Mr Abe’s government has instead set a target to raise the total fertility rate to 1.8. Officials hope the strong economy, combined with measures making it easier for women to combine work and childcare, will encourage families to have more children.

This article raises an obvious question: "Raise the fertility rate to 1.8 from what rate?" It raises this question: "What is the definition of 'fertility rate?'" It raises this question: "What rate is most significant?"

The fertility rate is the number of births per female.

The fertility rate that is the marker is 2.0, meaning two children per woman. This replaces the couple who produced them. But the functional population replacement rate is 2.1. Why? Because not all women marry, and not all women who marry have children. That extra 0.1 is the compensation needed to keep the rate at 2.0.

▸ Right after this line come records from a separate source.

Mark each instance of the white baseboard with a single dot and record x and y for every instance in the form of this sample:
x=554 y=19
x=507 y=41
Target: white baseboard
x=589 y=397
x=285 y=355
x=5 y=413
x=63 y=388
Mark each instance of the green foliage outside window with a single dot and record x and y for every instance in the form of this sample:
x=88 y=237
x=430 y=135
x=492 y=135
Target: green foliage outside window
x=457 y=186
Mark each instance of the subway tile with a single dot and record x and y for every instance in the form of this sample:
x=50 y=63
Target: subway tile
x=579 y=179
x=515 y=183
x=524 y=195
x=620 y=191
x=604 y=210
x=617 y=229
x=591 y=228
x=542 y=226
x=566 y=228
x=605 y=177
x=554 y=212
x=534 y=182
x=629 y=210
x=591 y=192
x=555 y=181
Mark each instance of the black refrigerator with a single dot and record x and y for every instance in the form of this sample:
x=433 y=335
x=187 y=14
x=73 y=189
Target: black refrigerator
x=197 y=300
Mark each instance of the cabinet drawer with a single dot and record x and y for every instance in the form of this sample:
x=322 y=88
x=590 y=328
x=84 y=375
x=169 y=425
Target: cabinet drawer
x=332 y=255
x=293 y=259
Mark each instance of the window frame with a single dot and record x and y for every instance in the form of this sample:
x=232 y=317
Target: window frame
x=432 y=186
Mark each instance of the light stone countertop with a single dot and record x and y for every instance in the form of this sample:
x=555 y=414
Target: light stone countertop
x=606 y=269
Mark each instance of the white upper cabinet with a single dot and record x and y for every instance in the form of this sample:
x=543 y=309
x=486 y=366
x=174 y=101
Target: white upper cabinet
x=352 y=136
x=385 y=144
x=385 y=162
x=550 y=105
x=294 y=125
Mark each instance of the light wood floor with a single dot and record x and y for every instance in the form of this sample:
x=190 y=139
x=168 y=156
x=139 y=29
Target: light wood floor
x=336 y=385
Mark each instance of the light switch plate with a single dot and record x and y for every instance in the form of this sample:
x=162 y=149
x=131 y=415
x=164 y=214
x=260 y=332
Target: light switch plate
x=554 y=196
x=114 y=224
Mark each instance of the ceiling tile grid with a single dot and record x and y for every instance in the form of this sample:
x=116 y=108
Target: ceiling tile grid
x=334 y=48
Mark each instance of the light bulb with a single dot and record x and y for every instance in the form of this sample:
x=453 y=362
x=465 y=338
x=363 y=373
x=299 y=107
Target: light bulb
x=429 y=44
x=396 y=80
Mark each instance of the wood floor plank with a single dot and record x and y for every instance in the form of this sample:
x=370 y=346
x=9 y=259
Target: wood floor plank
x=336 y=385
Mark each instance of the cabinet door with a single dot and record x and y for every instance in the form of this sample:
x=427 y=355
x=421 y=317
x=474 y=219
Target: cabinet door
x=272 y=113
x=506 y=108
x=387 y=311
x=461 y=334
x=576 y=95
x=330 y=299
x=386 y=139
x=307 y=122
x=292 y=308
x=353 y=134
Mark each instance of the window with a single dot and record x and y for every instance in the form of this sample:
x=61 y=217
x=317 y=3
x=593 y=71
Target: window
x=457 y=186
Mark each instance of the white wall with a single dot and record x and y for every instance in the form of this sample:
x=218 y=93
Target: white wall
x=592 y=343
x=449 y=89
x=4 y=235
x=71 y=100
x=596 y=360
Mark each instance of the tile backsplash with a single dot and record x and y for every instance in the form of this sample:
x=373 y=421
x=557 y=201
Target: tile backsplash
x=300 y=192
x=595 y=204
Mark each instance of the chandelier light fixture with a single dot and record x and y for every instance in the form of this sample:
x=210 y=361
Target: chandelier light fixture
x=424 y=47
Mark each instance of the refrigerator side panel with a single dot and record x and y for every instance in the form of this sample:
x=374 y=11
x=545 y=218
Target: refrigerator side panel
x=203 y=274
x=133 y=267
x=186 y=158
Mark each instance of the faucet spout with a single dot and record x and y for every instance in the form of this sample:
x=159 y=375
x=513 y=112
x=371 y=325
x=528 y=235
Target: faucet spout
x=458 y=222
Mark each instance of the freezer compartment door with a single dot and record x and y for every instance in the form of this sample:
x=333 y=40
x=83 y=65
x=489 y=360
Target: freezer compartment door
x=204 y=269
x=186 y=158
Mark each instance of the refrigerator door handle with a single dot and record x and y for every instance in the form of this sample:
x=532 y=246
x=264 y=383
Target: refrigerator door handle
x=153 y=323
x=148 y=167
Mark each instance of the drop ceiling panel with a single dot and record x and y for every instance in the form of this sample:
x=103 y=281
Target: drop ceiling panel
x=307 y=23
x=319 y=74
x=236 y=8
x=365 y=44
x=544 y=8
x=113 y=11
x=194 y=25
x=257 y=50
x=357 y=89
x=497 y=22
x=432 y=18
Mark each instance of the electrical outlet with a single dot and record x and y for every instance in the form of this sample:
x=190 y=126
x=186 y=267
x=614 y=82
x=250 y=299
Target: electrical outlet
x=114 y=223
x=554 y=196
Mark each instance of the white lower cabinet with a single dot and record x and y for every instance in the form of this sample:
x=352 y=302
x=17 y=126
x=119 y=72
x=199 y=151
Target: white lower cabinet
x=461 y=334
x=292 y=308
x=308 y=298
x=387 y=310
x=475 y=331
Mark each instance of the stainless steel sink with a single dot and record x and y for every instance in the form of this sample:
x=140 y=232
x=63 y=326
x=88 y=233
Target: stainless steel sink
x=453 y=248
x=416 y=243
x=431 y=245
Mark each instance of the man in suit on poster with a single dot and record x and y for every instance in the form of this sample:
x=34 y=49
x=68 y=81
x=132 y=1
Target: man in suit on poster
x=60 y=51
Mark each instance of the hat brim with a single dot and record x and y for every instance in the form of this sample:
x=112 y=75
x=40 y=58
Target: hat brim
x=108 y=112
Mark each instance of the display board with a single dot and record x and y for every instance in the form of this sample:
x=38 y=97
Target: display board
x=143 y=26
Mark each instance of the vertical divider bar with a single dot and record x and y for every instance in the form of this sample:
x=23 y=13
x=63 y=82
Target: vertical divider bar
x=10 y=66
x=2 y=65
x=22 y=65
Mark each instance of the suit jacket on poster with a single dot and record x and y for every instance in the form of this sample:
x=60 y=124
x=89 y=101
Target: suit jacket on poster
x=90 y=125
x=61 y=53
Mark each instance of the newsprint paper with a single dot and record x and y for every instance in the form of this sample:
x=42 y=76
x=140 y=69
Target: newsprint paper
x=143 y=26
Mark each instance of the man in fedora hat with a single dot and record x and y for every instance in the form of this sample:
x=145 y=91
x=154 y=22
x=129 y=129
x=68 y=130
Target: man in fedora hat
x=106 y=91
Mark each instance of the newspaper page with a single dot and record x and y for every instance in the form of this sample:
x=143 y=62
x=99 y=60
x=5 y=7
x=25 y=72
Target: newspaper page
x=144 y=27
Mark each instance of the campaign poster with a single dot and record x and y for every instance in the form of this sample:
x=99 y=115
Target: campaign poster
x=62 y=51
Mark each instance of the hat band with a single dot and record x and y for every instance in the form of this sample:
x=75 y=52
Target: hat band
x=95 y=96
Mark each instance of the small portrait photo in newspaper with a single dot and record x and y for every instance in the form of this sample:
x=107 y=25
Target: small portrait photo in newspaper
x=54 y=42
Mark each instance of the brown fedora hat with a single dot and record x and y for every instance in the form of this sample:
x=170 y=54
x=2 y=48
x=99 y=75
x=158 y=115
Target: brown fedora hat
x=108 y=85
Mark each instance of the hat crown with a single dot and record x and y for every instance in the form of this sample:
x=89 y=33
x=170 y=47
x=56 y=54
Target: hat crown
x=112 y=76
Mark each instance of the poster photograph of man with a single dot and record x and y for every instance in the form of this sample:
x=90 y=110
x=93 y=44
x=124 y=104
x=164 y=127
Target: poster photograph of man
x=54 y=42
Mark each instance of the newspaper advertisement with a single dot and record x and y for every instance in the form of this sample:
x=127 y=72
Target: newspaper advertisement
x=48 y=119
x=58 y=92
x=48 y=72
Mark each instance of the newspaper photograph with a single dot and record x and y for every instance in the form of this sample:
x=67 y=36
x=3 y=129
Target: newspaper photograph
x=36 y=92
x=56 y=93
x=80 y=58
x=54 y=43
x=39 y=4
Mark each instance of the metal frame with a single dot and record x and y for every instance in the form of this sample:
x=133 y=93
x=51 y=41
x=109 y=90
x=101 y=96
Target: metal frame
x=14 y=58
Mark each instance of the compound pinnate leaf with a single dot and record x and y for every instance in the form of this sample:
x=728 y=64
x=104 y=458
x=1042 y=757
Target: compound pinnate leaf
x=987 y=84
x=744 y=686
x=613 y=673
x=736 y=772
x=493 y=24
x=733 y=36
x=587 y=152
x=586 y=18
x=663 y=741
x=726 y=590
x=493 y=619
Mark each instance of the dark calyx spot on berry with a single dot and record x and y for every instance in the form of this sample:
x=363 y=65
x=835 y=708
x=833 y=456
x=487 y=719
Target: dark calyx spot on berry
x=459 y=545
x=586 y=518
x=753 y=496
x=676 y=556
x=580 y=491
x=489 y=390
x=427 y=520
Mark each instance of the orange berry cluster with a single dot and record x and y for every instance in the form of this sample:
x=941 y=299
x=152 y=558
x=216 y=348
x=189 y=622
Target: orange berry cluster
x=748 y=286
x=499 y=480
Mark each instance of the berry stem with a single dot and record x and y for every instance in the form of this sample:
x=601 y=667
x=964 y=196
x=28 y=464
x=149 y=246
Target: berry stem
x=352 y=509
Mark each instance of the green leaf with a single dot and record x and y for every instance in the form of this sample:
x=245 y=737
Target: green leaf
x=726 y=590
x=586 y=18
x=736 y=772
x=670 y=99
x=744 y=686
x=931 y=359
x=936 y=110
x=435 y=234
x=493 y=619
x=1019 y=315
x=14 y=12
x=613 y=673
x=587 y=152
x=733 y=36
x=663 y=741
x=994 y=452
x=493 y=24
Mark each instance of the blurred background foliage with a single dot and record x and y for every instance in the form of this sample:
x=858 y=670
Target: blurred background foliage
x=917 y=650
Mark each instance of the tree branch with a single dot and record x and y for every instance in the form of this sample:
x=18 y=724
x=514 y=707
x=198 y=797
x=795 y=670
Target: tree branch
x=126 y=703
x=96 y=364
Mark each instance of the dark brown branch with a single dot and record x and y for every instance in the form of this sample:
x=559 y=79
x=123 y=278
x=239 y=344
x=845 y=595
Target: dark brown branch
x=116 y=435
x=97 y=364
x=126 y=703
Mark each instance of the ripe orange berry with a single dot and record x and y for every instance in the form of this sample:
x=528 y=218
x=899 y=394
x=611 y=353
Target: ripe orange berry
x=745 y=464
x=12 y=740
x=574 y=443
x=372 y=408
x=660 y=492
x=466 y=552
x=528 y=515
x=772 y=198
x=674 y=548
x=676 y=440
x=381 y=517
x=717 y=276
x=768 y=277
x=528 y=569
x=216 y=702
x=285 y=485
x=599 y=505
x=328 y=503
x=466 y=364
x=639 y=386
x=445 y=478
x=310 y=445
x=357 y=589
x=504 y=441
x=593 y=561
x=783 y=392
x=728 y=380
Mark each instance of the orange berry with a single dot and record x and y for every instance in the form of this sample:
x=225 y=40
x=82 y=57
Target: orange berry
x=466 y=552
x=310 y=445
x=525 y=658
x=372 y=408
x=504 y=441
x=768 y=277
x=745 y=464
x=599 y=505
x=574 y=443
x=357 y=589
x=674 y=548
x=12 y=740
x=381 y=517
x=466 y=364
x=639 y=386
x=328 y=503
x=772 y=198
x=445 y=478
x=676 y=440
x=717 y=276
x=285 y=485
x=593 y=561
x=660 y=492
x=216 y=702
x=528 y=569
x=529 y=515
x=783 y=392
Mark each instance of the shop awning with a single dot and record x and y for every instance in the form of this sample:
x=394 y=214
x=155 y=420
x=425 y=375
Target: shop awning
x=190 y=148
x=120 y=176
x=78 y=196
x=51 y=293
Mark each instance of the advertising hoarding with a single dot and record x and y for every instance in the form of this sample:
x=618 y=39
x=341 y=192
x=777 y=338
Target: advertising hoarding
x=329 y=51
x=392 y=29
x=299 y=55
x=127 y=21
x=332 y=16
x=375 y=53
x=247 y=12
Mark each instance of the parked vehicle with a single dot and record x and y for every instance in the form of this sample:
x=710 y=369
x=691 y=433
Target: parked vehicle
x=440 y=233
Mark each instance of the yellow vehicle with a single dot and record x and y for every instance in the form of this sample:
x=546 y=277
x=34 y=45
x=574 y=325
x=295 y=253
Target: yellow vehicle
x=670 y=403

Then what is the actual fertility rate in Japan? The author never gives this figure. That's correct: the crucial evidence for his headline is never provided. Japan Births Plunge To Lowest Level Ever Recorded As "Celibacy Syndrome" Takes Its Toll.

Is there a crisis? Yes. This is why Abe's government is using welfare state subsidies to get the rate to 1.8, which is lower than replacement. This is the rate the USA has experienced ever since the recession of 2008.

How big a crisis is it? The author refuses to provide this evidence. He provides peripheral statistics.

This is sloppy writing.

According to Business Insider, it is 1.41. That is low.

In the years leading up to World War II, Germany tried to raise the fertility rate. It also used government subsidies. The attempt failed.

I am unaware of any nation whose fertility rate increased in response to government subsidies.

Japan is a wealthy society per capita. Its people have steadily lost faith in the future of Japanese culture. The Japanese are becoming lower class, as defined a generation ago by Edward Banfield in his book, The Unheavenly City. He defined class position in terms of a person's view of the future. An upper-class person is intensely future-oriented. A lower-class person is intensely present-oriented.

When a rich society has a fertility rate below 2.1, it is not upper class, no matter what its per capita wealth is.

Japan is facing a demographic crisis. So is China at 1.57. So is South Korea at 1.24. So is the West. In the EU, Ireland has the highest fertility rate: 1.9.

No one knows what the effects of the declining fertility rate are. This is a post-1930 phenomenon. What we do know is this: government subsidies will not reverse the trend. The trend has accompanied the expansion of the welfare state.